A: No. I have conscious memory of, when he said
“Come on, they’re calling you” wanting very much to come back. But
also, so grateful, I had missed him so much since my college years when he
suddenly died. He was such a sweet, gentle man, a great teacher. There was
such deep, warm joy to be able to climb into his arms again and be carried
home. What a sweet experience. This brain injury stuff and the loss of,
what it feels like, all my smarts, is a drag, but this is a worthy
compensation.
Q: You feel
like it’s worth it?
A: I’ll take it! ‘Cause everything else is here
for me. I’ll be able to help people again. I’ll be able to preach
again. I certainly can write again. My poetry is as good as it ever was.
Q: You have a
vision for your future it sounds like.
A: One is shaping itself. And it’s more like the
old Indian put it- “There is a
future having me” it isn’t that I have a future. Its drawing me
more than I am clamoring toward it. I am a willing participant at this
point. I have been to the other side and back. You know, I have no more
doubts. I have more questions but I have no more doubts. I am so
heartened. De-brained and heartened.
Q: As with
all survivors of brain injury you have experienced the loss of certain
cognitive functions. Are you experiencing any improvements in those?
A: I’m beginning to see gains. I’m joking when
I say that I have to get out of bed and look for my bottom every morning.
There was a point in time when that wasn’t a joke. I have an increasing
sense of continuity every day. Where I am, what I’m doing, what I did
yesterday, how that connects to today. What I have in front of me for
tomorrow and what I have to do today for that tomorrow. That is returning
and I am a very grateful puppy around that topic. I have suffered and it
has been an enormous loss for me to live without that and I did not know
until, maybe the last month or two, whether that would ever return. And I
really think it’s related to the Foundation [San Diego Brain Injury
Foundation] and the classes as well as an actual healing process.
Q: You are
involved in the ABI program, at Mesa College, San Diego. Can you talk a
little about your experiences there?
A: Again, I see it as heart-based because I see it
as relationships. The whole context is historical. It’s school for
crying out loud. These are classes! We have a role. The first thing we do
at ABI everyday, it’s like kindergarten and circle time for goodness
sake! And between each class we get our crackers and juice!
Q: And you
have to take your nap?
A: That’s during the class! But the instructors
there and the aids there are just outrageously excellent. They get what
we’re up to. They get what they’re up against. They’re wonderfully
sympathetic to the recovery process.
Q: So
you’re becoming better oriented to daily tasks and you can place
yourself in the context of these daily tasks.
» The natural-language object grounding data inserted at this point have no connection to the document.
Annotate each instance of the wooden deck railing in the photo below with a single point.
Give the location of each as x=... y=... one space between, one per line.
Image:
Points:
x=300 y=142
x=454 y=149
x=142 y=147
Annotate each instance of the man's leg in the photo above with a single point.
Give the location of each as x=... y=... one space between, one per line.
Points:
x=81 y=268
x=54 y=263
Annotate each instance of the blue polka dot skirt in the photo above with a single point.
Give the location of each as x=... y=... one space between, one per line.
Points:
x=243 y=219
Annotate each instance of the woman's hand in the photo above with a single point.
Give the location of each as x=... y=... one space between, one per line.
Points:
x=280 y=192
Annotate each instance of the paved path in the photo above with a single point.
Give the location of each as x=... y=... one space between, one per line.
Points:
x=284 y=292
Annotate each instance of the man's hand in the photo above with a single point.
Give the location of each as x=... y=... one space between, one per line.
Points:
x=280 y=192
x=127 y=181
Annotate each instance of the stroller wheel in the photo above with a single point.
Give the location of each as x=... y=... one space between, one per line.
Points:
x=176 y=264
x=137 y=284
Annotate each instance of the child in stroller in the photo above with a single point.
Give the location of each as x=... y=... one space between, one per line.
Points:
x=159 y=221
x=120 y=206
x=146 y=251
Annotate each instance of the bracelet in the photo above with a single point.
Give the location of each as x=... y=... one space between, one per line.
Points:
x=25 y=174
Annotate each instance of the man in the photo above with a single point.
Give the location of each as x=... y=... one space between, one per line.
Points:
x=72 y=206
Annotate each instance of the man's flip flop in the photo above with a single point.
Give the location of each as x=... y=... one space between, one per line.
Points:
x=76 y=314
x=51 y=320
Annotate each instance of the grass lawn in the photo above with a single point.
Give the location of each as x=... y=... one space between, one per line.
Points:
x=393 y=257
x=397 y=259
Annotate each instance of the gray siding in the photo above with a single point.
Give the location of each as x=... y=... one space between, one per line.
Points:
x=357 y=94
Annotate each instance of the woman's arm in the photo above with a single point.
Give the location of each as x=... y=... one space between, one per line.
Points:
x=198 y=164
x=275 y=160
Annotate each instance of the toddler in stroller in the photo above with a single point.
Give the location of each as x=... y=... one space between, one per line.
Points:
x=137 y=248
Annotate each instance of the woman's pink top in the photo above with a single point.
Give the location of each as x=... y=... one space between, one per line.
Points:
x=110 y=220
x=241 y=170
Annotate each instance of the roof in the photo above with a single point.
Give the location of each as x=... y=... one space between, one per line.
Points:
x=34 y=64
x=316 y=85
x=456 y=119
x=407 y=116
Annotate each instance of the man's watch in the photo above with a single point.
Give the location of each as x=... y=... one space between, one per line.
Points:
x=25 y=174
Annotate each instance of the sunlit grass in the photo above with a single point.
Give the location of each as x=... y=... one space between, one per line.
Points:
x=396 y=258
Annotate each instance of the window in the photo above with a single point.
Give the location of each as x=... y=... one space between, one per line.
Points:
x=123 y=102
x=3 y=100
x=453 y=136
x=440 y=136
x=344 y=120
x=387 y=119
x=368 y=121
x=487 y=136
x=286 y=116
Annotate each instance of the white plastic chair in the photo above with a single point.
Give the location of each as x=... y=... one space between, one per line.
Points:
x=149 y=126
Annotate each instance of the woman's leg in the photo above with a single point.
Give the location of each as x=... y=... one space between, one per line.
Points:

A: Correct. And equally exciting for me is there is
a sense of drive coming back. Probably that is the resurgence of hope.
Before the anuerysm I felt prepared by the richness of my life, by the
gifts of my genes, and the gifts of the family life to do family therapy
and to do the kind of healing work I grew to cherish. I was, in a sense,
lost in my head. And then, life as I knew it was over. A shotgun went off
inside my head. The other side of this is now being lost in my heart-and
that is way ahead. Let me give you a quote from Elizabeth Kubler Ross, one
of my teachers from way, way back: “Learn
to get in touch with silence within yourself and know that everything in
this life has a purpose. There are no mistakes, no coincidences. All
events are blessings given to us to learn from.”